The conference which We are now inaugurating, the first of its kind to be convened for this area of the world, is of the greatest significance. The discussions which will be held here are directly concerned with the educational needs and aspirations of the 127 million people whose representatives have gathered together. It is important, and it augurs well for the success of this conference, that it is sponsored by the United Nations Educational, Scientific and Cultural Organization, pursuant to decisions taken at the tenth conference of UNESCO, held in Paris towards the close of 1958. All of us are indebted to UNESCO for the services which that organization has performed on our behalf.
You have before you for consideration a report, carefully prepared by the UNESCO SECRETARIAT, dealing with the educational needs of tropical African countries. From this report, it is possible to gauge something of the greatness of the task with which the educators of the African peoples represented here are now confronted. This is not, of course, a matter which concerns only educators; the enormity of the task of improving the educational level of the African peoples is and must be of particular concern to those who have been called to the highest positions of leadership.
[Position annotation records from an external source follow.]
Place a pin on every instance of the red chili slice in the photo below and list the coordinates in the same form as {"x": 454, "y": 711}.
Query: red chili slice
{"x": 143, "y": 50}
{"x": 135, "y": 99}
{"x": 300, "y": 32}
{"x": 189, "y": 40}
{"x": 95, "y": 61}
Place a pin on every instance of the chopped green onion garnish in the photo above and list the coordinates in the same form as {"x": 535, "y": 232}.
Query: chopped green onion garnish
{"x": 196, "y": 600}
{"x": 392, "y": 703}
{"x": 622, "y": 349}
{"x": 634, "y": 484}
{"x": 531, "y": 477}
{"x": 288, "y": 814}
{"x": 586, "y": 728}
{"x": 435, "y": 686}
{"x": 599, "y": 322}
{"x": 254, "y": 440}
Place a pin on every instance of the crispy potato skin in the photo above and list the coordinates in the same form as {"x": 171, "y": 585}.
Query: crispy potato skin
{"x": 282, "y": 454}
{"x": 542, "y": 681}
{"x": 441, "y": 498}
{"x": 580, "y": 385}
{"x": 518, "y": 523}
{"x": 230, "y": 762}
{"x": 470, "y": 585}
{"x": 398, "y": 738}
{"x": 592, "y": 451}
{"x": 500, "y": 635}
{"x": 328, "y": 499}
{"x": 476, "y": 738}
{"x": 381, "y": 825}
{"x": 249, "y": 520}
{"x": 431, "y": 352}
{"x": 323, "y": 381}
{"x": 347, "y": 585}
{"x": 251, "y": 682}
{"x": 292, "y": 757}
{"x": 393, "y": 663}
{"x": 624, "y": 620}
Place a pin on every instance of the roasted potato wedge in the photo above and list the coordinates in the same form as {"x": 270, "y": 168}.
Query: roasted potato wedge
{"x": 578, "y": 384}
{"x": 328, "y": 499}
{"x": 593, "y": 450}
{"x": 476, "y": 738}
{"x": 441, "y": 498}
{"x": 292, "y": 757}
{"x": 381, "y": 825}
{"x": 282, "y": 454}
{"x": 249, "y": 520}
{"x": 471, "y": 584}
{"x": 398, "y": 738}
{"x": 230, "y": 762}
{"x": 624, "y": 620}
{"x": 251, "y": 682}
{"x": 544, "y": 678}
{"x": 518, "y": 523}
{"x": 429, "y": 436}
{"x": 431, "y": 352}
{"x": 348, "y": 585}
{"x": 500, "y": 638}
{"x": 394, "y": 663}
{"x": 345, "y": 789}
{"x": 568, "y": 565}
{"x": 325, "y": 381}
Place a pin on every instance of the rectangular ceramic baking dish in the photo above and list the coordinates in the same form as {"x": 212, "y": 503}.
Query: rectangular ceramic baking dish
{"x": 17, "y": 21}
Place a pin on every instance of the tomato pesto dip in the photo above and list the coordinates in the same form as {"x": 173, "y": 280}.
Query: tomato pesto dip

They bear the grave responsibility of ensuring that the youth of their countries combine the highest moral values with the noble patriotic sentiments in serving their country.
The total population represented at this conference is estimated at some 127 million souls. Much has been done to provide schooling for the many million children of school-age, not all of which is fully indicated in the report. But when every allowance has been made for the educational opportunities which exist outside the regular governmental school system – and We would refer specifically to the traditional and widespread efforts of the Ethiopian Church in Our land – the fact remains that according to the figures secured by UNESCO there are as yet no places in primary school for millions of boys and girls. To provide for these children, more than 345,000 teachers must be recruited and at least the same number of classrooms must be built. And the financing for these extensions of educational opportunity must come, in large measure, from budgets which are already fully extended to meet their country’s needs.

Human Potential

We have, of recent years, heard much of the economic riches of our continent and of the benefit to ourselves and to the world which will result from their exploitation and development. We have here, however, another potential source of wealth which must not be neglected – the benefit which will accrue to us and to the world if our children are granted the tools of knowledge and are enabled to acquire the skill which may be derived from education. These tools and these skills will help them as individuals to realize their full intellectual, moral and cultural stature and thus enable them as members of a society to contribute worthily to the building of our human civilization. Man has been endowed with the innate desire for and the ability to acquire wisdom and learning and it is the duty of leaders to inspire and guide our peoples in this quest.
A study of the information collected by UNESCO indicates that although the needs and the achievements of the African peoples have varied according to the geographical, economic, historical and cultural circumstances which are peculiar to each people and which have conditioned the development of each country, yet there are many elements which we share in common. It is in our interest to study and property understand the varying problems which exist in the different regions of Africa and seek together to overcome them in a spirit of co-operation, through mutual assistance as well as through the efforts and help of those who are genuinely prepared to aid us in our endeavours.
As one example of the difficulties which have faced nations individually, We need only cite the situation which confronted Us when, in 1941, We returned to Ethiopia to find an educational system ravaged and destroyed by the Fascist invasion of Our country in 1935. The educational progress of Our people was severely and sadly retarded by the events of those years. The youth of Our country who had received higher education prior to 1935 were decimated during the years in which the Fascist invader ravaged Our land, and there was little indeed in the way of trained human resources or existing facilities at hand to aid Us in the enormous task which confronted Us. But, convinced as We were that in the education of our young rested the key to Ethiopia’s future development, We determined that this task would enjoy the highest priority in Our programme for Ethiopia’s progress.
We take humble pride in the accomplishments of the years since 1941, and Our heart is filled with joy when We observe the fruits of Our efforts in the youth of Our country who are succeeding in ever increasing numbers to positions of responsibility in the life of Our nation. Hundreds of schools have been built; hundreds of thousands of Our people have received the benefit of education. Although Our country was unable to make free use of the facilities for higher education in the metropolitan countries of Europe which have influenced the development of schooling in certain areas of Africa, We have nonetheless been able to carry out an extensive programme of foreign training in many countries of the world, and We appreciate the scholarships which have permitted young men and women to study abroad. In addition, We have built up here a system of colleges which, We are happy to say, We are already sharing with students from Our sister countries. We believe that the existence of these colleges, together with those parallel institutions which are increasingly appearing in other parts of this great continent may ease the problem of preparing a programme of education which is designed specifically to meet the needs of our African peoples.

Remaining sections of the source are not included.